Typically, surgery for cancer treatment is done when cutting out a tumor, and in most cases, it’s combined with other treatments such as chemotherapy and/or radiation.
Does Medicare cover immunotherapy for cancer treatment?
If immunotherapy is deemed medically necessary by your doctor, it may be covered by Medicare.
Immunotherapy includes medications that help your immune system fight cancer. It could also include vaccines that boost your immune system’s response to cancer cells, helping it to fight the cancer cells on its own.
Medicare cost for cancer treatments
You will be required to pay any copayments, coinsurance or deductibles that apply for each service, test or item you receive, though the exact costs vary on a number of factors including:
- Whether or not doctor or provider accepts assignment
- The type of the facility
- Other insurance you may have
- The location you get the test, item or service
In 2024, your Part B deductible is $240.
Depending on your situation, your doctor may recommend services or items that are not covered by Medicare, or more often than what Medicare covers. In this case, you’d have to pay some or all of the costs out of pocket.
Some items Medicare does not cover, therefore you will have to pay completely out of pocket, include:
- Room and board in assisted living facilities
- Adult day care
- Long-term nursing home care
- Medical food or nutritional supplements
- Services that help you with activities of daily living (that don’t require skilled care)

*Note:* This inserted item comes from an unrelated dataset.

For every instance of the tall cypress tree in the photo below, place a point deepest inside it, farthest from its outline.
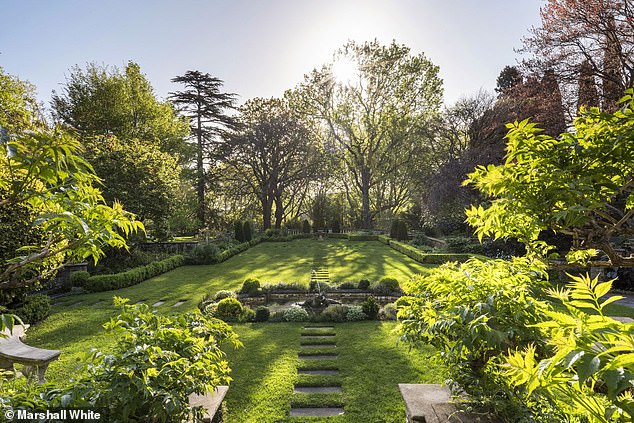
(206, 106)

Chemotherapy costs vary depending on whether you take the drugs orally, through an IV, or via an injection. If you receive chemo under Part B in a hospital outpatient setting, you’ll pay a copayment. If it’s given in a doctor’s office or freestanding clinic, you pay 20% of the Medicare-approved amount, and your Part B deductible applies.

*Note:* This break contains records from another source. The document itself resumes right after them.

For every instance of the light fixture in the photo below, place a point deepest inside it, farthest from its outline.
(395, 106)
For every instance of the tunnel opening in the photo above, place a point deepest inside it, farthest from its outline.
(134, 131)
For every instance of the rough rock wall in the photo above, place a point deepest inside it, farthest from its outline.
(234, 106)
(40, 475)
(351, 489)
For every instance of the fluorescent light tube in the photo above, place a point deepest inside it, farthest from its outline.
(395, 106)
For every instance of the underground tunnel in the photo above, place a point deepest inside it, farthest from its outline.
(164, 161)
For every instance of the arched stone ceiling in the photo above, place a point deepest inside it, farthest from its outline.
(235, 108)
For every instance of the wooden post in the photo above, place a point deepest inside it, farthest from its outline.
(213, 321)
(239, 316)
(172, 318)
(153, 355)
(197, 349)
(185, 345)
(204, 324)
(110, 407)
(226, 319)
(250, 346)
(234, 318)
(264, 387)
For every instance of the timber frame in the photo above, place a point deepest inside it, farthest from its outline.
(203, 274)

Do Medicare Advantage plans cover cancer treatments?
Because Medicare Advantage plans (Part C) must cover everything Original Medicare covers, most of your cancer treatments including radiation, chemotherapy and surgery will be covered.
Most MA plans bundle Part A, Part B and Part D, so you have hospital, medical and prescription drug coverage. The difference is that “rules” or costs associated with services may be different than Original Medicare.
Do Medicare Supplement plans pay for cancer treatment?
Medicare Supplement plans, or Medigap, may help pay some or all of your out-of-pocket costs for cancer treatments under Part A and Part B. Your plan may pay:
- Coinsurance amounts under Part A and Part B
- Your Part A and/or Part B deductibles
- Part B excess charges
- Coinsurance under Part A for hospice and skilled nursing care
Typically, if Medicare Part A or B covers your cancer treatment or treatment drug, your Medigap policy will as well. However, it does not cover prescription medications you’d take to help treat cancer symptoms or side effects. This would be covered by your Part D plan.
Does Medicare cover cancer screenings?
In order to help prevent cancer, Medicare covers some cancer screenings and prevention services. While there are determining factors, such as your age, risk factors, and symptoms you may have that link to cancer, screenings covered under Part B include:
- Mammogram (breast cancer)
- Pap smear test (cervical cancer)
- Fecal blood test and colonoscopy (colon cancer)
- Prostate-specific antigen test and rectal exam (prostate cancer)
- Low dose CT scan (lung cancer)
To help understand your risk factors and ensure you’re getting the proper screenings, talk to your doctor.